China's capital account may be mostly open within five to six years, but reform of ailing banks will have to be completed first, the country's foreign exchange chief said on Saturday.
"In five to six years' time we'll see that most of the (capital) account under most situations will be convertible," Guo Shuqing, head of the State Administration of Foreign Exchange, said on the sidelines of the annual session of parliament.
China had a trade deficit of "several billion dollars" in the first two months of 2004, which should take pressure off the yuan currency - pegged at about 8.28 to the dollar - to appreciate, Guo told reporters.
But under the capital account, which largely covers flows of investment, China had a $20 billion surplus, Guo said. He did not elaborate.

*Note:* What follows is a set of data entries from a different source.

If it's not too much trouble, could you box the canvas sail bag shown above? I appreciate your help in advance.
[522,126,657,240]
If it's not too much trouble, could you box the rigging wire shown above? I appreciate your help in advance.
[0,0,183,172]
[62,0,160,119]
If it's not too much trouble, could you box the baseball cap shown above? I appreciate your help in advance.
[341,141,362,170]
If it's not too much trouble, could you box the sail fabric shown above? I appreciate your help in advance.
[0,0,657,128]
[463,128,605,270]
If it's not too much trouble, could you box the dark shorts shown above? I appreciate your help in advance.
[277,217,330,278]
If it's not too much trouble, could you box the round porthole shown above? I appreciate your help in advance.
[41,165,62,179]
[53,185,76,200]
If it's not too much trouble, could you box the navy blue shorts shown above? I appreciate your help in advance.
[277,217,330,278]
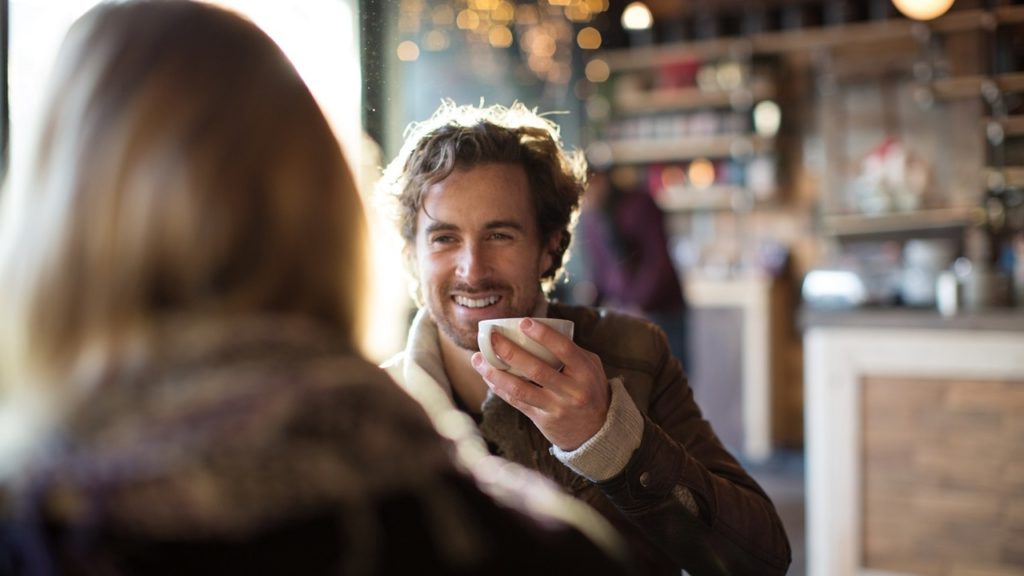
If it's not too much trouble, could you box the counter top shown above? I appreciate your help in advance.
[798,307,1024,332]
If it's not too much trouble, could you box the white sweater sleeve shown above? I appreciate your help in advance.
[551,377,643,482]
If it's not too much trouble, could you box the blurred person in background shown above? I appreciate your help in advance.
[577,166,689,368]
[379,100,791,576]
[0,0,624,575]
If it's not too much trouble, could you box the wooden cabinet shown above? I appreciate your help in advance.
[587,45,778,212]
[804,312,1024,576]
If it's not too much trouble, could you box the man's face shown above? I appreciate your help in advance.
[416,163,552,351]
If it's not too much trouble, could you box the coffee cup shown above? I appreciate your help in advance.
[476,318,573,377]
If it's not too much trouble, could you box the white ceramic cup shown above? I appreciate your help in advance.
[476,318,573,377]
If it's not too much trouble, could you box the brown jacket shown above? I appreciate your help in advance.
[389,303,791,576]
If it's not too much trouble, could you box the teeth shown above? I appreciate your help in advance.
[455,296,498,308]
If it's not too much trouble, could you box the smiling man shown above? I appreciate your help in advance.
[381,101,790,575]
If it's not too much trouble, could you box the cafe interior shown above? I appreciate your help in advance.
[6,0,1024,576]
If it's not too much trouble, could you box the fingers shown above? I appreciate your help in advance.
[471,353,547,417]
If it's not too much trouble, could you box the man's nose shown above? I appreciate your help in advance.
[456,243,487,281]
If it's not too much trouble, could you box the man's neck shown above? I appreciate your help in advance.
[440,334,487,414]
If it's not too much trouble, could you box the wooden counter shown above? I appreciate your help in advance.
[801,310,1024,576]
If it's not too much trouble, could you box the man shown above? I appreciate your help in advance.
[381,101,790,575]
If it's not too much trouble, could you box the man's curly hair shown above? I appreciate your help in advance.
[377,99,587,294]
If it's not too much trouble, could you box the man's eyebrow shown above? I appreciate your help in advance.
[423,219,459,234]
[483,220,523,230]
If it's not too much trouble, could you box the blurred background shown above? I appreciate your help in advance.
[0,0,1024,576]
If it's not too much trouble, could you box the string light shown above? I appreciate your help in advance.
[398,0,609,84]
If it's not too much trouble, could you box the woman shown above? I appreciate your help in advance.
[0,0,621,574]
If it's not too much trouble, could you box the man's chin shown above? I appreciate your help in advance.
[437,322,480,352]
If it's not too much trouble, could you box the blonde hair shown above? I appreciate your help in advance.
[377,99,587,295]
[0,0,367,420]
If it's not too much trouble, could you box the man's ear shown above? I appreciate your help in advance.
[538,232,565,276]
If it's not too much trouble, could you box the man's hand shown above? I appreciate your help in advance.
[472,318,610,452]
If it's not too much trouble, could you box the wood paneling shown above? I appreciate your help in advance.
[861,377,1024,576]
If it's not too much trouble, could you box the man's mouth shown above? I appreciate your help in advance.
[453,296,502,308]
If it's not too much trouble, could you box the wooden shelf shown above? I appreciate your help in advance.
[984,166,1024,188]
[823,207,979,237]
[932,72,1024,99]
[654,186,744,212]
[607,134,774,164]
[598,6,1024,71]
[615,81,775,114]
[981,114,1024,136]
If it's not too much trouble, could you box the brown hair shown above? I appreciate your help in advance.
[0,0,366,407]
[378,100,587,291]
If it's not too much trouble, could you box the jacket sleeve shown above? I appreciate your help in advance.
[598,335,791,576]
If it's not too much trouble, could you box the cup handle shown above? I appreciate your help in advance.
[476,326,509,370]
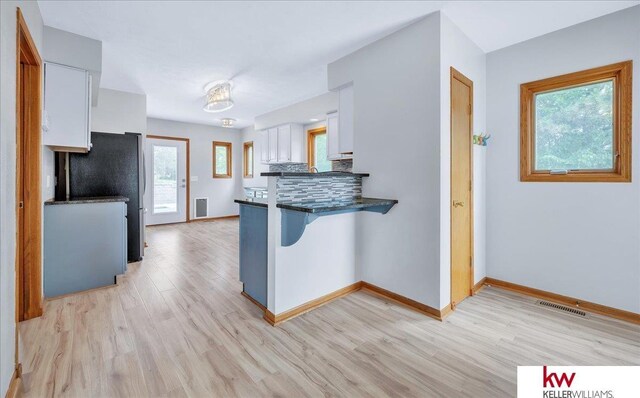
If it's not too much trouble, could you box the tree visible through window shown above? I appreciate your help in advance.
[520,61,632,182]
[213,141,231,178]
[535,80,614,170]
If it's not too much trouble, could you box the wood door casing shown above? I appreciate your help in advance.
[16,8,43,321]
[450,68,473,308]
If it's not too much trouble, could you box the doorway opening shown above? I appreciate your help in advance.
[16,8,42,324]
[307,127,331,172]
[450,68,473,309]
[145,135,191,225]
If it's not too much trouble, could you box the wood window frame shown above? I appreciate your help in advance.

The United States and others have pressured Beijing to relax its strict currency controls, saying the current peg is artificially low and gives Chinese exports an unfair advantage on world markets.
They argue that if the yuan was freely convertible, China's booming economic growth and exports would make the currency rise.
Guo said China would have to finish overhauling its state banks, which are struggling with an estimated two trillion yuan ($240 billion) in bad loans.
Late last year, China injected $45 billion into Bank of China and Construction Bank to help them recapitalise and prepare for stock listings.
Guo said it was possible that more than 25 percent of the banks - half of the "Big Four" that are the bedrock of China's financial system - could be sold off to strategic investors.